Sosok
Potret Rachma Widya Agustin, Merasa Damai saat Mendaki Gunung
Rachma Widya Agustin merasa ada suatu perasaan damai saat dirinya mendaki gunung.
Penulis: Zainal Arif | Editor: irwan sy
SURYA.co.id | SURABAYA - Bagi Rachma Widya Agusti, mendaki gunung menjadi sebuah kegiatan yang seru.

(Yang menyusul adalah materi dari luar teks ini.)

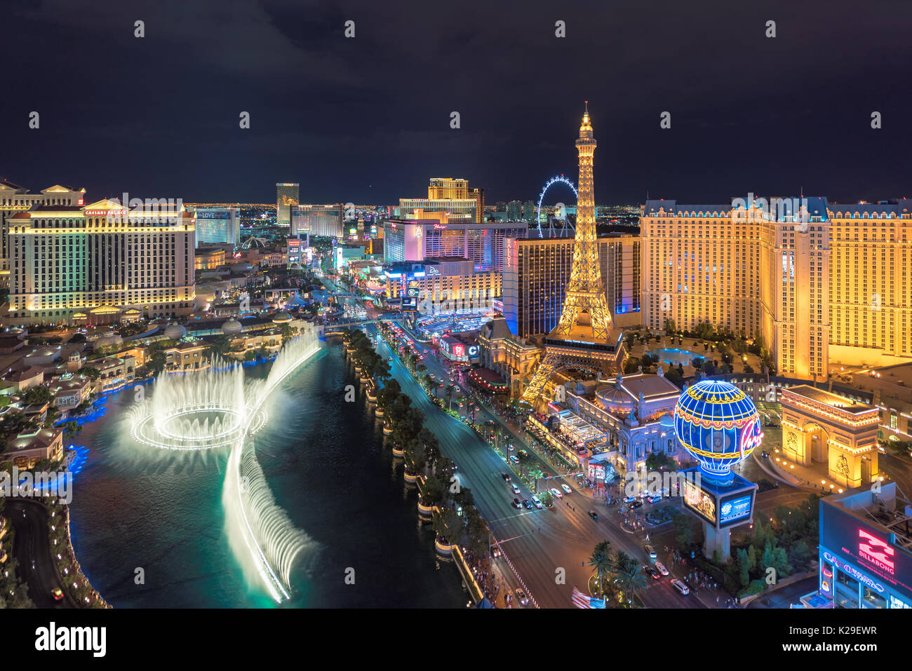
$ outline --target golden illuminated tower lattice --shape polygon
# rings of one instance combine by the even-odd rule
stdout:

Gadis 23 tahun ini menganggap mendaki gunung sebagai tantangan yang perlu ditaklukkan.
"Aktivitas mendaki gunung sama seperti melakukan olahraga berat karena membutuhkan kondisi yang benar-benar prima," kata perempuan kelahiran Kediri tersebut, Minggu (5/4/2020).
Menurut Widya, sapaan akrab Rachma Widya Agustin, yang membedakan ialah kegiatan tersebut memerlukan persiapan dari alat, logistik, perizinan dan masih banyak lainnya.
Alumnus Ilmu Komunikasi Universitas Bhayangkara Surabaya tersebut merasa ada suatu perasaan damai saat dirinya mendaki.
Perasaan itu tidak dapat ia rasakan saat berada di kota.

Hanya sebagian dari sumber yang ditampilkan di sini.